Macron is running as an independent centrist, leading his own En Marche! movement.
Three opinion polls this week suggest that Marine Le Pen of the far-right National Front party will finish ahead in the first round of voting on April 23, leaving Macron and the center-right Republican Francois Fillon battling for second place.
If no candidate wins an outright majority in the first round, French presidential elections go to a second round between the top two finishers. The runoff is scheduled for May 7.
Meeting with May
At their meeting, May and Macron discussed the UK’s plans to leave the European Union. Macron said he assured May of his willingness to seek a “fair execution of Brexit” that protects and defends French and European interests, the Press Association reported. He also said he wanted to ensure the rights of French citizens to stay in the UK after Brexit if they wished.
A Downing Street spokesman told CNN that Macron, a former French economy minister, requested the meeting with May.
May will not host Le Pen. “It’s a long-standing position that we don’t engage with the Front National,” the spokesman said.
Such a meeting is not unprecedented. Former British Prime Minister Tony Blair met Nicolas Sarkozy before he won the French presidency in 2007. But it is unusual, particularly given that Macron is not standing for any of the major parties.
Former banker
Macron, 39, worked as an investment banker and a civil servant before becoming an aide to French President Francois Hollande in 2012.

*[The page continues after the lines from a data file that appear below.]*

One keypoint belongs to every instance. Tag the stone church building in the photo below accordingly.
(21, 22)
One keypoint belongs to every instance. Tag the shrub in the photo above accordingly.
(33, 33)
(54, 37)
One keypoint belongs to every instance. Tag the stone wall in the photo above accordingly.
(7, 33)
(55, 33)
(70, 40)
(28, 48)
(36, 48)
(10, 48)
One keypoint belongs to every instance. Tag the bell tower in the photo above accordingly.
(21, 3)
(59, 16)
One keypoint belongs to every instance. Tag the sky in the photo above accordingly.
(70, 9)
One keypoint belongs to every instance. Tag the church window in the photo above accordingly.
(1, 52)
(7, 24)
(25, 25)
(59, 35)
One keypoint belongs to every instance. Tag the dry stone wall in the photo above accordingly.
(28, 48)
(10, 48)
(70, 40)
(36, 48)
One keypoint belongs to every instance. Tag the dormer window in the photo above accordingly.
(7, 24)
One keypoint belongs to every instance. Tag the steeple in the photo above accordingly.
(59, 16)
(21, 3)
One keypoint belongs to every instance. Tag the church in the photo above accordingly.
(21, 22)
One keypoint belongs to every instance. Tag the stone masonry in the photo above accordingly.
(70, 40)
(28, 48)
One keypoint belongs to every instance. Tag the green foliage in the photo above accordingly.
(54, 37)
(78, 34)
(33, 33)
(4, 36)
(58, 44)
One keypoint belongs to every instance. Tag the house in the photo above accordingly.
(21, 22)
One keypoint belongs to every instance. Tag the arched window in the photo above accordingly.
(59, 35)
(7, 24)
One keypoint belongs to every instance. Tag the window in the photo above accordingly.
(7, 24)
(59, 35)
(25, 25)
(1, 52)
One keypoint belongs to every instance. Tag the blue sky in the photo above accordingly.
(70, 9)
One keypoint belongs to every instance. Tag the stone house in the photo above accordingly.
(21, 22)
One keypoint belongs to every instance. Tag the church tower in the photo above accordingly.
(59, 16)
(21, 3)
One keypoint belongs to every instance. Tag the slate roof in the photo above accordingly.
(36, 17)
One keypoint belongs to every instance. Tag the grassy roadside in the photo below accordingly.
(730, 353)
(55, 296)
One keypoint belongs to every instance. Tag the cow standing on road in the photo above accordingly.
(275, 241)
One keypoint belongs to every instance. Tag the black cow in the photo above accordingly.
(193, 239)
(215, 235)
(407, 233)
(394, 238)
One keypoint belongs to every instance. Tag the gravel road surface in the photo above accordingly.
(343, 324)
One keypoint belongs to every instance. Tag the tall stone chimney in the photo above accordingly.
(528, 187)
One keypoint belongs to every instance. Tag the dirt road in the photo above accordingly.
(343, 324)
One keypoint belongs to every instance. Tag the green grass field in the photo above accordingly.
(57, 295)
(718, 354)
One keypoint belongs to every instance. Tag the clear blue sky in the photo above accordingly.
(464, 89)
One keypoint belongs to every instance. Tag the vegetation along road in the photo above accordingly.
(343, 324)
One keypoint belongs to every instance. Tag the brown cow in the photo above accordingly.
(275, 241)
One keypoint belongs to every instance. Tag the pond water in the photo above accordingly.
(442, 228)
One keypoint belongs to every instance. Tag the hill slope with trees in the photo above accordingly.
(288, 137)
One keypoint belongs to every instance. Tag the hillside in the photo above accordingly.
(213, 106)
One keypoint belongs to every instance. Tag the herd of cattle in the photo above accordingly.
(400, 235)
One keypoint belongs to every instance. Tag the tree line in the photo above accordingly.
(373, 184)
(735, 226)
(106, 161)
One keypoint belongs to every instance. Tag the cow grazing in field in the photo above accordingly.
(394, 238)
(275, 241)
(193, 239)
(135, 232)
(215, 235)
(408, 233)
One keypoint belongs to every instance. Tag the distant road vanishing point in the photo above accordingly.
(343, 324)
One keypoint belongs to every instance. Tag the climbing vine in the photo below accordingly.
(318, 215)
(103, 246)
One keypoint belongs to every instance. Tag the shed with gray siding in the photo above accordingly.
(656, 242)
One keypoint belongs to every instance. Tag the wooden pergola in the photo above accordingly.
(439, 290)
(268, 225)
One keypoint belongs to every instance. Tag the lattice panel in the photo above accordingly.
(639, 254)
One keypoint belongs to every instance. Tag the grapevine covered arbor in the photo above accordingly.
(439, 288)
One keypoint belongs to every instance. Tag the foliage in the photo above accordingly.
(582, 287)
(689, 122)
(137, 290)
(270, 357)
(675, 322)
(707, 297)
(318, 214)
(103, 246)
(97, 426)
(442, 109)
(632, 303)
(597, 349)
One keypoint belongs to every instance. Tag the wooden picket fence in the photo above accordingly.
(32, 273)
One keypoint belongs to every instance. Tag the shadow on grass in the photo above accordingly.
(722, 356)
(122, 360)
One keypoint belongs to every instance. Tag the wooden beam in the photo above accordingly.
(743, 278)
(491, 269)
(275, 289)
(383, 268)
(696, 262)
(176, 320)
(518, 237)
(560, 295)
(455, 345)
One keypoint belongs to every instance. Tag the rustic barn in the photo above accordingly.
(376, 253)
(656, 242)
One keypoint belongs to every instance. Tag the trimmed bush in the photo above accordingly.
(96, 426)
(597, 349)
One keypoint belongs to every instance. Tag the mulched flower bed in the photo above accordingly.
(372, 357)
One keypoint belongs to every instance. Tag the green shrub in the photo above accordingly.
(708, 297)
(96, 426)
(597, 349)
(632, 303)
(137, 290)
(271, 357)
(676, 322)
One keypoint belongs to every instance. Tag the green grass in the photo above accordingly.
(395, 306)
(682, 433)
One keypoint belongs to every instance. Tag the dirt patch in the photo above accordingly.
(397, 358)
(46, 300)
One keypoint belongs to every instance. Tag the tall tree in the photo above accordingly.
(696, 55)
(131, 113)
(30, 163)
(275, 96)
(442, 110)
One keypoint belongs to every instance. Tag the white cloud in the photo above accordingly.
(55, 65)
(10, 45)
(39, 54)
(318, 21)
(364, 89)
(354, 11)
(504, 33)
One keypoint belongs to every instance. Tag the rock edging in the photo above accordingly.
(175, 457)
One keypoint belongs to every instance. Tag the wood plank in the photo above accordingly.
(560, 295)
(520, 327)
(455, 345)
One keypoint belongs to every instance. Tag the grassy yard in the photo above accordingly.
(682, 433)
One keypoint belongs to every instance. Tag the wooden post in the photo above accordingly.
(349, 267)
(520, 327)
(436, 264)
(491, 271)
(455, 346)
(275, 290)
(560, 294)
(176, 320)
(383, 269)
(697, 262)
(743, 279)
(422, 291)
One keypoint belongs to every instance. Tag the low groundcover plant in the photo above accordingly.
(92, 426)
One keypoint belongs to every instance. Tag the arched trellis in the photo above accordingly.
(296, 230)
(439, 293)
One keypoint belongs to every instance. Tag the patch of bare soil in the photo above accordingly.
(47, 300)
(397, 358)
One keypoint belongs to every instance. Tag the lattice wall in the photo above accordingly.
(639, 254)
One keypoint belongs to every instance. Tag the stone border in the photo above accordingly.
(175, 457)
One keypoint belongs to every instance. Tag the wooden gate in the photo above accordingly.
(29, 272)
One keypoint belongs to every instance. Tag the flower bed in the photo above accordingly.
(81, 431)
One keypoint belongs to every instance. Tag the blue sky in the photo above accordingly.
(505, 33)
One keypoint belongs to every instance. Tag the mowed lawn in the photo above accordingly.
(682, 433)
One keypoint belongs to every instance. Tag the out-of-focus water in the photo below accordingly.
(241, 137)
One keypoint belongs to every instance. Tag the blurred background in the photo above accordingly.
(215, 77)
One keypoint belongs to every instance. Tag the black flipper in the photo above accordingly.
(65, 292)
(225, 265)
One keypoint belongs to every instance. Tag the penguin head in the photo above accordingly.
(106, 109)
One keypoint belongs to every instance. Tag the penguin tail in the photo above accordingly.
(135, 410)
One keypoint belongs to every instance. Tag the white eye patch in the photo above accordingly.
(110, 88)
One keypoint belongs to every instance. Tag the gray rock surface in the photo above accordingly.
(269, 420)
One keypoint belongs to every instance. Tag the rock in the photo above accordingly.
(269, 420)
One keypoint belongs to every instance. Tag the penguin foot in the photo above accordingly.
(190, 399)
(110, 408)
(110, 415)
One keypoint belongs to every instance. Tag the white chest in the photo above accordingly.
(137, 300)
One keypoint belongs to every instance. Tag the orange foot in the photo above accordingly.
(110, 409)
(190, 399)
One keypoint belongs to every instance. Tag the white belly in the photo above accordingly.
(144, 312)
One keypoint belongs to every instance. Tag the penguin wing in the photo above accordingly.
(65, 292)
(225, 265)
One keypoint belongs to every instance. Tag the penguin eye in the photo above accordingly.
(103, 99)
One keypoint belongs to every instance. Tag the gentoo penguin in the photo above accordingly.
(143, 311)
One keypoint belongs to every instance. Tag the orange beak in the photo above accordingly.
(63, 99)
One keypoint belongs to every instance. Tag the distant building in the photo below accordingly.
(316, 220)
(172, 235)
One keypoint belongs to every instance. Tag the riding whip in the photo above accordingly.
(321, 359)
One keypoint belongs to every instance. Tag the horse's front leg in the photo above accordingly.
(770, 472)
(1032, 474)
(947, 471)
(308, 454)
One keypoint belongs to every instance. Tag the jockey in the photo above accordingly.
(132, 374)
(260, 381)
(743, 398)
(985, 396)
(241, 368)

Two years later he was appointed economy minister but resigned in 2016 after failing to push labor reforms through parliament. Macron then announced his intention to run for the presidency.
On his visit to London, Macron was also due to meet Chancellor of the Exchequer Phillip Hammond. He was then then due to address an estimated 4,000 French expatriates in Central Hall, Westminster.
It is estimated that there are more than 300,000 French passport holders living in London, with a further 100,000 living elsewhere in the country.